La lavoratrice, dipendente di un Patronato adibita alla sede di Caserta, riceve, durante il periodo di astensione facoltativa per maternità, un provvedimento di trasferimento alla sede di Avellino con efficacia immediata.
La medesima contesta la legittimità del provvedimento, sostenendo il difetto delle ragioni tecniche ed organizzative, nonché l'incompatibilità del mutamento logistico con le sue condizioni di famiglia ed al rientro in servizio si reca presso la sede di Caserta, ove, tuttavia, la sua prestazione lavorativa viene rifiutata, stante l’adibizione alla nuova sede di Avellino.
A seguito di ciò parte datoriale, dapprima, invia alla dipendente una contestazione disciplinare per assenza ingiustificata per poi licenziare la stessa.

L’ordinanza

La Cassazione, confermando la statuizione della Corte d’Appello, afferma che, in tema di provvedimento di trasferimento adottato in violazione dell'art. 2103 c.c., l'inadempimento datoriale non legittima in via automatica il rifiuto del lavoratore ad eseguire la prestazione lavorativa.
Vertendosi, infatti, in ipotesi di contratto a prestazioni corrispettive, trova applicazione il disposto dell'art. 1460, 2° comma, c.c., secondo cui la parte adempiente può rifiutarsi di eseguire la prestazione a proprio carico solo ove tale rifiuto, avuto riguardo alle circostanze, non risulti contrario a buona fede.
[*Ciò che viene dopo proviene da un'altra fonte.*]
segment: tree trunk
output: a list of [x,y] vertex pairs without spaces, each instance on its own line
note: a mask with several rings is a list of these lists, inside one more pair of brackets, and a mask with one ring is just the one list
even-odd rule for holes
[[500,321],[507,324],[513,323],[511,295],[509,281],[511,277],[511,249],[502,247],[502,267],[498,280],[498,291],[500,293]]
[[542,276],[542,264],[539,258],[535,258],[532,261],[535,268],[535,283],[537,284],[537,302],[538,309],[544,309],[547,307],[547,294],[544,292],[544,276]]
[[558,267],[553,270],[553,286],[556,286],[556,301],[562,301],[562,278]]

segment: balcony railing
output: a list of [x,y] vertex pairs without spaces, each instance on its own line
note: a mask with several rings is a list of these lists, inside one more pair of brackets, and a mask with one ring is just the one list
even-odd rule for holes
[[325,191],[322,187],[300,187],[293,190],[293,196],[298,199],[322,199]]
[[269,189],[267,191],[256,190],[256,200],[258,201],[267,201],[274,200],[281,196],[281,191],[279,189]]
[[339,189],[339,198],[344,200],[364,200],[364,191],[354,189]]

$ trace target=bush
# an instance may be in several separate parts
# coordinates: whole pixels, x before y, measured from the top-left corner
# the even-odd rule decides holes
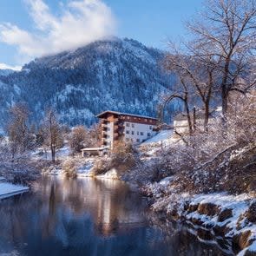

A giudizio della Corte, quindi, nei contratti con prestazioni corrispettive, in caso di denuncia di inadempienze reciproche, è necessario dar luogo ad un giudizio di comparazione in ordine al comportamento di ambedue le parti per stabilire quale di esse, con riferimento ai rispettivi interessi ed alla oggettiva entità degli inadempimenti, si sia resa responsabile delle trasgressioni maggiormente rilevanti e causa del comportamento della controparte, nonché della conseguente alterazione del sinallagma.

Alla luce di quanto sopra, secondo i Giudici di legittimità, l’inadempimento di parte datoriale non legittima in via automatica il rifiuto del prestatore ad eseguire la prestazione lavorativa, potendo egli, per tutelare la propria posizione, ricorrere alla misura dell’impugnazione giudiziale del trasferimento.

Su tali presupposti, la Suprema Corte ha respinto il ricorso proposto dalla lavoratrice, legittimando il licenziamento irrogatole.